JuliaLang / julia

The Julia Programming Language
https://julialang.org/
MIT License
45.69k stars 5.48k forks source link

[Proposal] Python-style format strings in Base #40518

Open bicycle1885 opened 3 years ago

bicycle1885 commented 3 years ago

I would like to propose having Python-style format strings and f-strings in Base. The proposal is to introduce a macro @f_str and a function format into Base so that users can easily access the rich functionality of the format specification mini-language like below:

julia> pi = Float64(π)
3.141592653589793

julia> f"π ≈ {$pi:.6f}"  # fixed-point notation with precision 6
"π ≈ 3.141593"

julia> Fmt.format(f"π ≈ {:.6f}", pi)  # function style (positional argument)
"π ≈ 3.141593"

julia> Fmt.format(f"π ≈ {pi:.6f}", pi = pi)  # function style (keyword argument)
"π ≈ 3.141593"

Now I'm making an implementation of this proposal as a package at Fmt.jl. It is not yet complete, but would be mature enough to test the usability and the performance in practice. The current supported syntax is defined as follows:

# replacement field
field      = '{'[argument]['/'conv][':'spec]'}'
argument   = number | ['$']identifier
number     = digit+
identifier = any valid variable name
digit      = '0' | '1' | '2' | … | '9'
conv       = 's' | 'r'

# format specification
spec       = [[fill]align][sign][altform][zero][width][grouping]['.'precision][type]
fill       = any valid character (except '{' and '}') | '{'[argument]'}'
align      = '<' | '^' | '>'
sign       = '+' | '-' | ' '
altform    = '#'
zero       = '0'
width      = digit+ | '{'[argument]'}'
grouping   = ',' | '_'
precision  = digit+ | '{'[argument]'}'
type       = 'd' | 'X' | 'x' | 'o' | 'B' | 'b' | 'c' | 'p' | 's'
             'F' | 'f' | 'E' | 'e' | 'G' | 'g' | 'A' | 'a' | '%'

https://github.com/bicycle1885/Fmt.jl#syntax

The proposed format string will supersedes a counterpart of Printf.jl. AFAIK, Fmt.jl already supports all features of Printf.jl in a more succinct syntax. Fmt.jl does not require type specifiers; {} is a generic replacement field that accepts any value. For example, f"x is {$x}." is the same as @sprintf "x is %d." x for integer x, but the former accepts any value of x. Fmt.jl also supports dynamic fill, width and precision, although this feature seems under way at #40105. Also, the thousand separator is supported (#29077). At the moment, locale-dependent features are not implemented.
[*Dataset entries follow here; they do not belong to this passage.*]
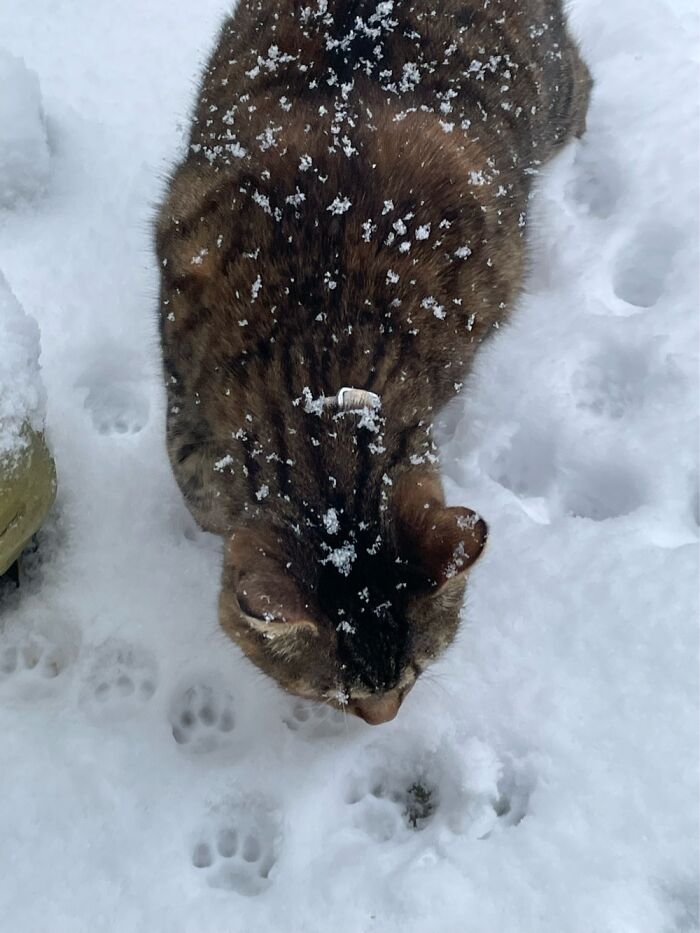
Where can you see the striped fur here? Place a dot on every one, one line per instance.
(350, 212)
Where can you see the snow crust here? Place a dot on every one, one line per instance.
(24, 152)
(21, 394)
(544, 777)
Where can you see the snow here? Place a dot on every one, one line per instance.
(24, 152)
(21, 394)
(544, 777)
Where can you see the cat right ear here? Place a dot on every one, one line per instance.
(268, 597)
(441, 543)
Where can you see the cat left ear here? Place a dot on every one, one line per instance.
(440, 542)
(267, 595)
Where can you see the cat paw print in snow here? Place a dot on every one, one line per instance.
(238, 846)
(387, 804)
(122, 679)
(316, 720)
(202, 718)
(30, 664)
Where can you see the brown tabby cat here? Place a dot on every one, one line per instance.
(350, 214)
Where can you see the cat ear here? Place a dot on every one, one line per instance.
(440, 542)
(267, 594)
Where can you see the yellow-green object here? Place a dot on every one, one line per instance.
(27, 492)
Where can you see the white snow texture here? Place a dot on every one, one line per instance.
(24, 153)
(543, 778)
(21, 396)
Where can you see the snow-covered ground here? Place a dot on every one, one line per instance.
(544, 779)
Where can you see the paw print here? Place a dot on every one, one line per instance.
(237, 850)
(315, 720)
(122, 679)
(388, 804)
(202, 718)
(31, 663)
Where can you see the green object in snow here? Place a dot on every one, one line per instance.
(27, 492)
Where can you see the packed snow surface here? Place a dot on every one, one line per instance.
(24, 151)
(21, 396)
(544, 778)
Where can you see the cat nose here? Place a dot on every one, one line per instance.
(376, 710)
This kind of format syntax is ported to other languages as a part of the standard library. For example, Rust has the std::fmt module and C++20 will have a new formatting library with the same style. The point of this proposal is that the Python-style format syntax is so prevalent (at least it is getting to be) that it deserves to be included in Base.

In terms of performance, Fmt.jl is much faster than other tools. This benchmark demonstrates that string construction with format f"({$x}, {$y})\n" is much faster than "($x, $y)\n" and other formatting methods. Formatting.jl is another attempt to support the Python-style format string. However, its performance is not optimal (~19x slower) and the API is not so simple.

The developers can define their own formatting functions for their types. Two functions, formatinfo and formatfield, are at the core of formatting: formatinfo calculates the required size for memory allocation and formatfield writes the formatted content to a pre-allocated buffer. For example, nothing is currently formatted by these two functions in this way. Since the format syntax itself cannot be extended by the developers, its use case would be limited to some numeric types.

The followings ideas are not implemented yet:

If you like this proposal overall, I'm happy to make a pull request for code review and in-depth discussion. Even if you don't, I'm going to release Fmt.jl as a package. I would like to know whether you think this functionality is worth in Base or in the standard library.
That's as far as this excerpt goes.